Minnesota’s legislature this year re-established the popular and insanely successful Growth Acceleration Program (GAP), administered by Enterprise Minnesota, which gives small manufacturers access to cutting edge techniques and training at rates they can afford.
GAP is an eight-year-old program whereby the State invests in manufacturers and manufacturers match these investments to receive consulting services that increase operational efficiencies and promote growth.
It’s easy to see why the legislature views GAP as a government investment that yields a tangible ROI. Since 2008, 245 Minnesota manufacturing companies have taken advantage of GAP. These manufacturers have:
- Created and retained 2,146 Minnesota jobs.
- Boosted company sales by $148 million.
- Saved $29.9 million in business costs.
On average, GAP generated a $30-to-$1 return-on-investment.
Insiders say many legislators became personally acquainted with their local manufacturers through one of the more than 300 manufacturing tours coordinated by Enterprise Minnesota all across Minnesota.

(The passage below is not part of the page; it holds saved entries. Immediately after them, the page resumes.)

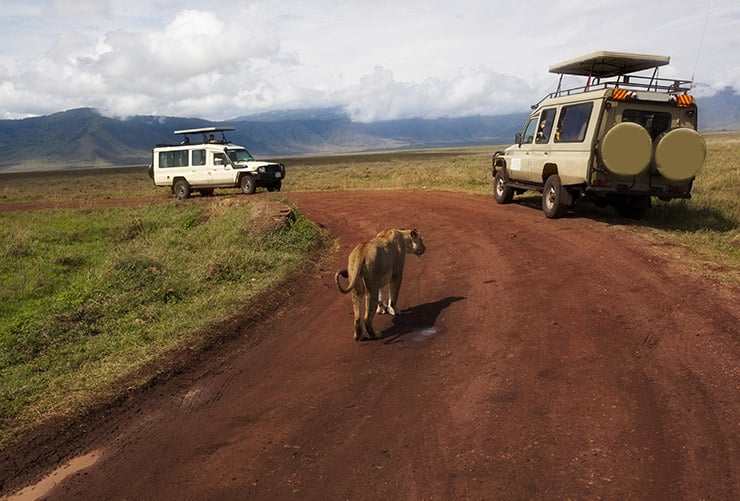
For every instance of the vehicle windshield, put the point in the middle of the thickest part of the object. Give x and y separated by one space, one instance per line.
240 155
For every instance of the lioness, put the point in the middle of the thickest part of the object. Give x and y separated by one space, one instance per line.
371 267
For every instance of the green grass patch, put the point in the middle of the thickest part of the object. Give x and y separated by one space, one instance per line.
87 297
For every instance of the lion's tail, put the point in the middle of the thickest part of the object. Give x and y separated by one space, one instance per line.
346 274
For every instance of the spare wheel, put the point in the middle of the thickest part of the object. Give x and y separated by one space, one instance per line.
626 149
680 153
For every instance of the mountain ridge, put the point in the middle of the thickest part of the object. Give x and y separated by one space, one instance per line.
83 137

Policymakers, their staffs and community leaders leave these tours with an eye-opening appreciation for what manufacturers bring to their constituencies. They see that manufacturers are an increasingly high-tech local job creator, whose employees enjoy well-paid careers in challenging and rewarding environments. On top of this, they understand that manufacturers provide an economic multiplier effect that impacts the bottom lines of suppliers and contractors, as well as lawyers, bankers, accountants and insurers.
To be eligible for GAP, companies must be located in Minnesota. They must be in manufacturing or in a related industry, employ 250 or fewer full-time employees, have a business plan for improvements and demonstrate an economic need for GAP.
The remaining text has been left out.